The one-dimensional Kalman Gain is
$$ \boldsymbol{K}_{\boldsymbol{n}}=\frac{p_{n, n-1}}{p_{n, n-1}+r_{n}} \in [0, 1] $$- $p_{n, n-1}$ : variance of the state prediction $\hat{x}_{n, n-1}$
- $r_n$ : variance of the measurement $z_n$
(Derivation see here)
Let’s rewrite the (one-dimensional) state update equation:
$$ \hat{x}_{n, n}=\hat{x}_{n, n-1}+K_{n}\left(z_{n}-\hat{x}_{n, n-1}\right)=\left(1-K_{n}\right) \hat{x}_{n, n-1}+K_{n} z_{n} $$The Kalman Gain $K_n$ is the weight that we give to the measurement. And $(1 - K_n)$ is the weight that we give to the state prediction.
High Kalman Gain
A low measurement uncertainty (small $r_n$) relative to the prediction uncertainty would result in a high Kalman Gain (close to 1). The new estimate would be close to the measurement.
💡 Intuition
small $r_n \rightarrow$ accurate measurements $\rightarrow$ place more weight on the measurements and thus conform to them
Low Kalman Gain
A high measurement uncertainty (large $r_n$) relative to the prediction uncertainty would result in a low Kalman Gain (close to 0). The new estimate would be close to the prediction.
💡 Intuition
large $r_n \rightarrow$ measurements are not accurate $\rightarrow$ place more weight on the prediction and trust them more
State update equation
The state update equation updates/refines/corrects the state prediction with measurements.

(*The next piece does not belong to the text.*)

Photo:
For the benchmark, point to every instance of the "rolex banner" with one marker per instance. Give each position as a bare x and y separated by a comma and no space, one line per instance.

$$ \hat{\boldsymbol{x}}_{\boldsymbol{n}, \boldsymbol{n}}=\hat{\boldsymbol{x}}_{\boldsymbol{n}, \boldsymbol{n}-1}+\mathbf{K}_{\boldsymbol{n}}\underbrace{\left(\boldsymbol{z}_{n}-\mathbf{H} \hat{\boldsymbol{x}}_{\boldsymbol{n}, \boldsymbol{n}-1}\right)}_{\text{innovation}} $$$\hat{\boldsymbol{x}}_{n, n}$ : estimated system state vector at time step $n$
$\hat{\boldsymbol{x}}_{n, n-1}$ : predicted system state vector at time step $n$
$\mathbf{K}_{\boldsymbol{n}}$ : Kalman Gain
$\mathbf{H}$ : observation matrix
$\boldsymbol{z}_{n}$ : measurement at time step $n$
$$ \boldsymbol{z}_{n} = \mathbf{H} \boldsymbol{x}_n + \boldsymbol{v}_n $$$\boldsymbol{x}_n$ : true system state (hidden state)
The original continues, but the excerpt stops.